Her efforts have so far been futile. She’s filled out the same Form 4885 — the records request for former foster kids — five times and has made countless follow-up calls. Twice she got no response whatsoever. Once she was told her paper records were being moved to microfiche and that they were taking a long time to compile. On yet another call, she was told the agency had no record of her request. 

Goets, who lives in West Virginia and has a 7-year-old son, just submitted a final request through Reed — and is waiting anxiously for a response.

“It’s just ironic that everybody else can see this information on me, everyone else has created all these evaluations,” says Goets, who has little recollection of her early years, aside from a military father and a German mother who drank heavily and spoke no English. “But you’re not going to tell me — an adult — about my life?”

Reed doesn’t think state officials are ill-intentioned; she blames the poor responses on red tape, scattered paperwork and misplaced priorities. She says that in some cases, former foster kids have been asked to foot large bills for their records, have been given the run-around about where to find them or have been provided incomplete files. For one client Reed represented, state officials said the records wouldn’t be ready for a year, then eventually sent a follow-up letter saying the records could not be found. When Reed called, another official refused to even look the former foster child up, saying the case was too old.
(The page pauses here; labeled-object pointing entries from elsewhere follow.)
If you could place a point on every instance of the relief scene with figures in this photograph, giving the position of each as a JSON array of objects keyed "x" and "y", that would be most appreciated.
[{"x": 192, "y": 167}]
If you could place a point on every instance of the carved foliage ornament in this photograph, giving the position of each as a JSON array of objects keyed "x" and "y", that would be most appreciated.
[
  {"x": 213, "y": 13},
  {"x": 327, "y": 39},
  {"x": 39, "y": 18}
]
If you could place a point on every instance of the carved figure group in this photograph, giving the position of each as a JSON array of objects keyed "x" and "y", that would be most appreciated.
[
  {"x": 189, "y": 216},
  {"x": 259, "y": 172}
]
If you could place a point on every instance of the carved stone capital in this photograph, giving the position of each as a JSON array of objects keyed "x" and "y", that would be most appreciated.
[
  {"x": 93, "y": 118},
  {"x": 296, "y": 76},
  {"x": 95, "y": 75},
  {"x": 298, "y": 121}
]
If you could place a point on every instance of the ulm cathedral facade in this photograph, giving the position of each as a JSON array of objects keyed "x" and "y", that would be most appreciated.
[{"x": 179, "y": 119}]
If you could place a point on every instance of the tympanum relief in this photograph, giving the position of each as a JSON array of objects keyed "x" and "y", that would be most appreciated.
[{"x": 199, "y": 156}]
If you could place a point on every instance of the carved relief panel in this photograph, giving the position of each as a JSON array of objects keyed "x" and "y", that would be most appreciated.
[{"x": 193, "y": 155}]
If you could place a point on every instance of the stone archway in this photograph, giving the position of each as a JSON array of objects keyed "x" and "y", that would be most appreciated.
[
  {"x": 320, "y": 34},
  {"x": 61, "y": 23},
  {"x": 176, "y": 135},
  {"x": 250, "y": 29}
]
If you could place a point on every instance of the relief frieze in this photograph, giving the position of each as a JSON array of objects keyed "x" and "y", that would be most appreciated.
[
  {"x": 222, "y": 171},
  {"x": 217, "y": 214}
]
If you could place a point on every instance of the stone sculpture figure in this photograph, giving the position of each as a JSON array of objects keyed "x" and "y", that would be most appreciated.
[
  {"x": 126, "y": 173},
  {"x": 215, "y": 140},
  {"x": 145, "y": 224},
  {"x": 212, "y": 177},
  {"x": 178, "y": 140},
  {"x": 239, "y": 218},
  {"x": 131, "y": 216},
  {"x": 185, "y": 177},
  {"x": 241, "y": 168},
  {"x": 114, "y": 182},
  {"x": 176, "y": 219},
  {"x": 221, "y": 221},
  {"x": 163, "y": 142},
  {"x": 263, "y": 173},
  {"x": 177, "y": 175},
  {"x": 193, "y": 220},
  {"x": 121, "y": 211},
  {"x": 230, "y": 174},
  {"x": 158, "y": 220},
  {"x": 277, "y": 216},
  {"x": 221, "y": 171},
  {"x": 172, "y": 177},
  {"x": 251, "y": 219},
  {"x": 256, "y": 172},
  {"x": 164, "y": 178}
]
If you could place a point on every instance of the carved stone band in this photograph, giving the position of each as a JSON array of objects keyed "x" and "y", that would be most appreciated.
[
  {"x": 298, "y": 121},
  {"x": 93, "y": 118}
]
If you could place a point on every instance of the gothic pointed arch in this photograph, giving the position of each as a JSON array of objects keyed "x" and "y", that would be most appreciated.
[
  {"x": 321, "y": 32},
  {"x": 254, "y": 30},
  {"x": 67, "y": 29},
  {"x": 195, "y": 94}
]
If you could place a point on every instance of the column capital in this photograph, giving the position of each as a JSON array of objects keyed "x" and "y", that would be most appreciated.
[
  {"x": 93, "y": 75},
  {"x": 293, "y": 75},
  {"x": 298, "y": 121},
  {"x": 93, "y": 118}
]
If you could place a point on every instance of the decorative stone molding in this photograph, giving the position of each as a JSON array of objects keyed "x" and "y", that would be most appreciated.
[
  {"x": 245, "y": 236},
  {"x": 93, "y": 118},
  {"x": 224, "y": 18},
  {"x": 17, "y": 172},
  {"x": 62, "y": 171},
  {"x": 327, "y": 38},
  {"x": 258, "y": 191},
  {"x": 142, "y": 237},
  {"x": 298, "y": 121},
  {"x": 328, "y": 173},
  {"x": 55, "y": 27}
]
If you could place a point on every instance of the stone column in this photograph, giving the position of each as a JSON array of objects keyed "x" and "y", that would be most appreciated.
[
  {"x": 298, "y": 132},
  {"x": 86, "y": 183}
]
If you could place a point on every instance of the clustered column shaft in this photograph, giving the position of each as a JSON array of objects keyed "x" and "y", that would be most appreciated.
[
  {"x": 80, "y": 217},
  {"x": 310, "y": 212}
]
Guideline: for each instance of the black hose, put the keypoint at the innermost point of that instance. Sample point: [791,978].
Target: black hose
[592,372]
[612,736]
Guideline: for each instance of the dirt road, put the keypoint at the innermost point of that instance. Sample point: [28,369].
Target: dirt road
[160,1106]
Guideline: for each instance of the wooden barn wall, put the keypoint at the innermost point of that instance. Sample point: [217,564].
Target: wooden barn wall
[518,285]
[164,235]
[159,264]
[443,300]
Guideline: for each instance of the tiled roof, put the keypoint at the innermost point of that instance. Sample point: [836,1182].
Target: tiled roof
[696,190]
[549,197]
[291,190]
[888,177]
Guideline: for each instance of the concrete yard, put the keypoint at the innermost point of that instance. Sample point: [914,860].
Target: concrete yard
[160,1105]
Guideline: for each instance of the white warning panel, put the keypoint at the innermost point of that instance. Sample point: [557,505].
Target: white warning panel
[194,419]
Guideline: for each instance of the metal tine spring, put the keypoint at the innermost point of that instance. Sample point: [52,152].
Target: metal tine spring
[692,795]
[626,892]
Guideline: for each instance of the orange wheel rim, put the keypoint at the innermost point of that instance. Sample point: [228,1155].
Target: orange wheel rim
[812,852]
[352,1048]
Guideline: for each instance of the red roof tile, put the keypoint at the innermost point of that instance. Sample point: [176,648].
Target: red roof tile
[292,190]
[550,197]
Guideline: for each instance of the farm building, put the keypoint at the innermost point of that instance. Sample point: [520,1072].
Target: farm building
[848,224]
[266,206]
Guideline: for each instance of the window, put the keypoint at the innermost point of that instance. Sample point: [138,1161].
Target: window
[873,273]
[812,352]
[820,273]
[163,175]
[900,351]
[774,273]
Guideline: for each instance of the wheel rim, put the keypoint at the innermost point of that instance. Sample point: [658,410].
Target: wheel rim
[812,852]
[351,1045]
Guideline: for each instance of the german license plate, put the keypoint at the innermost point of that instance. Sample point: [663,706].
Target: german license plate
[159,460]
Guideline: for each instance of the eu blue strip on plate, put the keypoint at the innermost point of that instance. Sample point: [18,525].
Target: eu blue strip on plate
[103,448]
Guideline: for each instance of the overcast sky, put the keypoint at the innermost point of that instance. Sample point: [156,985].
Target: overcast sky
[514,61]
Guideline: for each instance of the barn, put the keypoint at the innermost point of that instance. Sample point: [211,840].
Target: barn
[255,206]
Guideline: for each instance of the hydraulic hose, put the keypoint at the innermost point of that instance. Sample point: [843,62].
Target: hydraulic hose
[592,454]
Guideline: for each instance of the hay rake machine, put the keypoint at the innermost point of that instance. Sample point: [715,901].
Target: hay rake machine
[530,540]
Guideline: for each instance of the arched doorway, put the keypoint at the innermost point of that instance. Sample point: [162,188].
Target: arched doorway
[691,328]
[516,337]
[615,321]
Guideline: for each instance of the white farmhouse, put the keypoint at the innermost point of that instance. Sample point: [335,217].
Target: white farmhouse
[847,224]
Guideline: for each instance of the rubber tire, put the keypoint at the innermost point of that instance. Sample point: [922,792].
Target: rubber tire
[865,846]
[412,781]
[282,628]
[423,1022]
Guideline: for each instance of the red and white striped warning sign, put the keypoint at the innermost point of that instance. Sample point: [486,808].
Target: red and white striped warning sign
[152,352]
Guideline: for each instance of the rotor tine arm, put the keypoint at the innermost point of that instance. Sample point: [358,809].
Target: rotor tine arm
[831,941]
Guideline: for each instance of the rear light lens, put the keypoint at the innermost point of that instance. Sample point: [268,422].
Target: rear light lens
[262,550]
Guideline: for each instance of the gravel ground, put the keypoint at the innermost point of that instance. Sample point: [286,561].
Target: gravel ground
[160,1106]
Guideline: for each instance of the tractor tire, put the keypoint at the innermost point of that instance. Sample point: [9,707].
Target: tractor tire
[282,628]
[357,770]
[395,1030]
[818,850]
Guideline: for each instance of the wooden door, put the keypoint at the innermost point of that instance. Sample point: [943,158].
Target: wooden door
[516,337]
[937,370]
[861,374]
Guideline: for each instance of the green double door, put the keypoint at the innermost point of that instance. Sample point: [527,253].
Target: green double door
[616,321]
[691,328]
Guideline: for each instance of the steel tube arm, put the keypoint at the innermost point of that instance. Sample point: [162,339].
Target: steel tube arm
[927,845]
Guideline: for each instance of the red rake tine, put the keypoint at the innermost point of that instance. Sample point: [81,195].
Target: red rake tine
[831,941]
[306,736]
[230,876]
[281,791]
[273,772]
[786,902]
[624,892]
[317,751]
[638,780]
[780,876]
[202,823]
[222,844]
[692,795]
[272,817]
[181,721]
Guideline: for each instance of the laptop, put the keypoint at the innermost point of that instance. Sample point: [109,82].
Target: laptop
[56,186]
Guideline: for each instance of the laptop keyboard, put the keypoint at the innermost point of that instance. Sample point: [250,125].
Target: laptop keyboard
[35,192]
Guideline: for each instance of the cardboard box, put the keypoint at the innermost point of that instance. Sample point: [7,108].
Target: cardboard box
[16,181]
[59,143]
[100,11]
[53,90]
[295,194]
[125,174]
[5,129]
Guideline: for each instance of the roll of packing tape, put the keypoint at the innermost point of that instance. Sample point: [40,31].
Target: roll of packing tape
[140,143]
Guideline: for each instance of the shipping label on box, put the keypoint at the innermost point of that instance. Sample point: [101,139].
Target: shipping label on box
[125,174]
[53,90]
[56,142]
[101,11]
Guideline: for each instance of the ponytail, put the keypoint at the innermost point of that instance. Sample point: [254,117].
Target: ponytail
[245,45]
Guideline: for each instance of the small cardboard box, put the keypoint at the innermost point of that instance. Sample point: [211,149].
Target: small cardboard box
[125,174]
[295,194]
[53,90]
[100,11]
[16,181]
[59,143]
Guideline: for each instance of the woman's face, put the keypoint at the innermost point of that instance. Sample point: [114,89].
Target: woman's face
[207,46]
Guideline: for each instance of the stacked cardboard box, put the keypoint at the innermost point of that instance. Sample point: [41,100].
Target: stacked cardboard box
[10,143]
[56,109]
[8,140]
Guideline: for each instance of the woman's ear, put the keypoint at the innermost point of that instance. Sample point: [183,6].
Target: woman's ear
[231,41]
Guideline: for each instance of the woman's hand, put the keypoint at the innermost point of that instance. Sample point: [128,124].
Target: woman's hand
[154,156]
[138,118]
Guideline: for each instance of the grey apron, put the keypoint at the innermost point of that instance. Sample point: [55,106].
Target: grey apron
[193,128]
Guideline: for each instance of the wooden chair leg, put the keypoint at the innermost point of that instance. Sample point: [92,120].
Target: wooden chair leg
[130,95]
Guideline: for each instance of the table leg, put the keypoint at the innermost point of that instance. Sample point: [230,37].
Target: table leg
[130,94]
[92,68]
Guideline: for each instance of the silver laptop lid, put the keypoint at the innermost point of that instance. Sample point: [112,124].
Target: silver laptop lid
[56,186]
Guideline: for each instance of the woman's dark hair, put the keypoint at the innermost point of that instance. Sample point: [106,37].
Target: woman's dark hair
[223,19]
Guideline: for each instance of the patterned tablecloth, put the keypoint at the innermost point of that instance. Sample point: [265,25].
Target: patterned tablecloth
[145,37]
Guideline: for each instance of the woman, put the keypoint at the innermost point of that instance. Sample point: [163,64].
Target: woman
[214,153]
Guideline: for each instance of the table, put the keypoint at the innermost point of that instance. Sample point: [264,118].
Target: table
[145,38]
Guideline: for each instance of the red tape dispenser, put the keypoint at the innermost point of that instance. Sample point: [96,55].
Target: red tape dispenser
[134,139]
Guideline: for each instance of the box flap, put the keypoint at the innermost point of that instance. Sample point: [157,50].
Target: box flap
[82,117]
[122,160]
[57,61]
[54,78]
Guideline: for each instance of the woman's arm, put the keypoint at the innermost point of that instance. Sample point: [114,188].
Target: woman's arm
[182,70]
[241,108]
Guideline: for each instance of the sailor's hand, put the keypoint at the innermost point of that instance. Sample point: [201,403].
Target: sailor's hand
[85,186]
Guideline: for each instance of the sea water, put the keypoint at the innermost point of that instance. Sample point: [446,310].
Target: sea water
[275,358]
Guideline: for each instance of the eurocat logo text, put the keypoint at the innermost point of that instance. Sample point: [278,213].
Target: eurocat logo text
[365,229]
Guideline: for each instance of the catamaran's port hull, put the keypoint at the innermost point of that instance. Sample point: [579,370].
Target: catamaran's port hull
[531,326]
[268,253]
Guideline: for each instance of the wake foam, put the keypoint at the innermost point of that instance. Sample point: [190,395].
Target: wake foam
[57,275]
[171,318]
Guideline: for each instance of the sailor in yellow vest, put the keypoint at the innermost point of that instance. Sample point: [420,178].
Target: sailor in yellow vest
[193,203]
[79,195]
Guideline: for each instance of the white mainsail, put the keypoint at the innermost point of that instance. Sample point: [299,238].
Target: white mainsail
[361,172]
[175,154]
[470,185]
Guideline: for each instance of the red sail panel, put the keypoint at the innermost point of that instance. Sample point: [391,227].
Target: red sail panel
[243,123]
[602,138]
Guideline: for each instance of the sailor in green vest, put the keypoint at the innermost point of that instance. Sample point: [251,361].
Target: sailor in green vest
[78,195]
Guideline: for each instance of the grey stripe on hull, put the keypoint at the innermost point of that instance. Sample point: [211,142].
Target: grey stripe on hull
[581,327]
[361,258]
The client had left foster care just two years prior.  

“It’s been a painstaking process,” says Reed, who added that she’s had productive meetings with the head of records at DFPS to try to improve the process. “For these young people, they’ve been let down again.”

DFPS officials say they’ve been working on these and other shortcomings since early 2009 — implementing new standards for receiving, tracking and prioritizing requests and for precisely measuring the backlog. They’ve also improved technology, including rolling out online redaction software and digitally scanned case records. 

“We’re working as hard as possible to improve this process for everyone,” Crimmins says.